CUDA graph timing measurement


I have a manually created cuda graph application with memory copy and kernel nodes. After calling cudaGraphInstantiate(), I record a start event before the cudaGraphLaunch() and an end event after that. I get my execution time of the whole application by the cudaEventElapsedTime, namely H2D + kernels + D2H. I have two questions. (1) is this the right way to measure time under cuda graph? (2) How can I measure the execution time excluding H2D and D2H? so i want only between the start of the first kernel and the end of the last kernel. If I dont add the memcpy node, the application is not complete.

Thanks a lot.

I generally just use a profiler to get information about various pieces of a complex graph.

Hi Robert,

Thanks for the reply. My understanding was one should use nvprof when measure individual kernel execution time or certain APIs. Using events if want to measure a portion of the application, for example the time between the first kernel and the fifth kernel. Now i am interested in the latter.

Could you elaborate a bit what do you mean by using profiler? I can sort of dragging a time line indicator between two kernels in nvvp, but that is only for one execution. I cannot do it for 100 executions then get the median value, right?

Back to cuda graph, is it even possible to measure a complex graph execution time without H2D and D2H memcpy time?

The methods you might want to consider would probably depend on where exactly in the graph the D2H and H2D operations are, and what exactly is meant by “execution time without H2D and D2H memcpy time”. If the D2H and H2D operations are scattered throughout the graph, I really have no idea what that means. Graphs also have inherent possibility for concurrency, so depending on the graph and concurrency scenarios of D2H/H2D with other operations, I have even less idea of what that means.

Hi Robert,

Sorry for the confusion. Here is a simplified description. My application consists of one H2D node -> kernel node A -> kernel node B -> one D2H node. They share such linear dependency. So no Memcpy/Compute overlap.
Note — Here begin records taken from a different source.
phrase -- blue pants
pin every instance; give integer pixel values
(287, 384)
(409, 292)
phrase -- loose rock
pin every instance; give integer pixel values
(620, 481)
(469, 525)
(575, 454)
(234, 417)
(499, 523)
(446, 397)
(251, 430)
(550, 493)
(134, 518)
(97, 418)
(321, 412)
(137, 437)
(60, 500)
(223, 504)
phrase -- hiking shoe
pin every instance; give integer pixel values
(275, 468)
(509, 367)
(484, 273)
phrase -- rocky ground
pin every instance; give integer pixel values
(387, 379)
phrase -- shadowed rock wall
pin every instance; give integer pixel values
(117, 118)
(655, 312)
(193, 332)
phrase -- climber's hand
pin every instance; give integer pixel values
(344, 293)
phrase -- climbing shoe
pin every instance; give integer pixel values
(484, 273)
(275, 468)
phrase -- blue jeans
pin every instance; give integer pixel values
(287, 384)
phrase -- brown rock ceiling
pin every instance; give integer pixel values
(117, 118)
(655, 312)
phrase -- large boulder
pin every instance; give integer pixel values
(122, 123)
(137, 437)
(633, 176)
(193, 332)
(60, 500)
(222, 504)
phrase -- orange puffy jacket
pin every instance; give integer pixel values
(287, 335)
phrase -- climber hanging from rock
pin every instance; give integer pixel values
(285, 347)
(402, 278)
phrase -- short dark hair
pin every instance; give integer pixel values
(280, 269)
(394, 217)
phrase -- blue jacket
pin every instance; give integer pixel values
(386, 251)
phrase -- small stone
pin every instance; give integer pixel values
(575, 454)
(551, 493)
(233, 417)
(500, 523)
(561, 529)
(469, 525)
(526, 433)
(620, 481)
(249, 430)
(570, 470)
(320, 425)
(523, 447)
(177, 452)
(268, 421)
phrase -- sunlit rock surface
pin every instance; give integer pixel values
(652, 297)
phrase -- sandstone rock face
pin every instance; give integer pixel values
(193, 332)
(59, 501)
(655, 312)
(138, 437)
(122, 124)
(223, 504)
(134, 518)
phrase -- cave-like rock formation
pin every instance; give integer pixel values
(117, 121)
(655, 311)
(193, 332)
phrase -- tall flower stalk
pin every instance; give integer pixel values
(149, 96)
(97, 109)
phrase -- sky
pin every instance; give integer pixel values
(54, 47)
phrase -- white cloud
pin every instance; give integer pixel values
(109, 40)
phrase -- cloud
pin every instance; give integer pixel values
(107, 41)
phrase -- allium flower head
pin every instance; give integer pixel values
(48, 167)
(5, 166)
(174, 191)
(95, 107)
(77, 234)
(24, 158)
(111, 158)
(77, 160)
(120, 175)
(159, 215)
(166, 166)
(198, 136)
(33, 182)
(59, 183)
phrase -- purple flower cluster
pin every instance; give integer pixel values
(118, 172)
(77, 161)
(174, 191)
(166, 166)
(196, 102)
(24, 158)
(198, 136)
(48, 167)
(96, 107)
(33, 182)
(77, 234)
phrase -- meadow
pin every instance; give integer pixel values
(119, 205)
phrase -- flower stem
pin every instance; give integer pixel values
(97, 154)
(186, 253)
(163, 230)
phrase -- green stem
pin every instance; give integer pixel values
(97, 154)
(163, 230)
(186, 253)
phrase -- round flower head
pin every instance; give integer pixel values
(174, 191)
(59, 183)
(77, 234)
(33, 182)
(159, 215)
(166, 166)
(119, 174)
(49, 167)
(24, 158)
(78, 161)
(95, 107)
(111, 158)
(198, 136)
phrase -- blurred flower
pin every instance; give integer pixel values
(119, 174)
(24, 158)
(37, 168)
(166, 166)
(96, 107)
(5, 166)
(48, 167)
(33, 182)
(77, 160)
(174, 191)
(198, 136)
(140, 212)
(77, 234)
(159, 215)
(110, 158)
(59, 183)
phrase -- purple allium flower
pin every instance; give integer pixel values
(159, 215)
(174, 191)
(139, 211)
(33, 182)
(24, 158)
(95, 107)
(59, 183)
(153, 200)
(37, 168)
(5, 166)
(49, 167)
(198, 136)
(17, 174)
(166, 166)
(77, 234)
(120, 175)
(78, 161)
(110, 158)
They are in a graph, and I want to measure the time of Kernel A + Kernel B. How?

This might be an over-simplified example. I might have another 50 kernels with complicated dependencies between A and B. But I want to measure the time of my application without H2D and D2H communication.

And H2D is memory copy operation to copy an image from host to device memory. D2H vice versa. Both pinned memory, async transfer, if that matters.

are you using stream capture or are you building the graph using the graph API?

Manually, using graph api

For manual graph creation, I would probably insert a host node in the graph after the H2D node, and another host node in the graph before the D2H node.

I would use these host nodes to do host-based timing.

If I were using stream capture, I would probably insert cudaEventRecord statements in those same locations during the stream capture:

After launching the graph and completing the graph execution, I would perform an elapsed time query on the two events.

And if you want to launch your 100 graph executions back-to-back, without any intervening code, either of these methods will probably require some special handling. For the manual capture method, your host nodes will need to save their data away somewhere, perhaps using a vector push_back or similar.

Thanks Robert, that answers my question.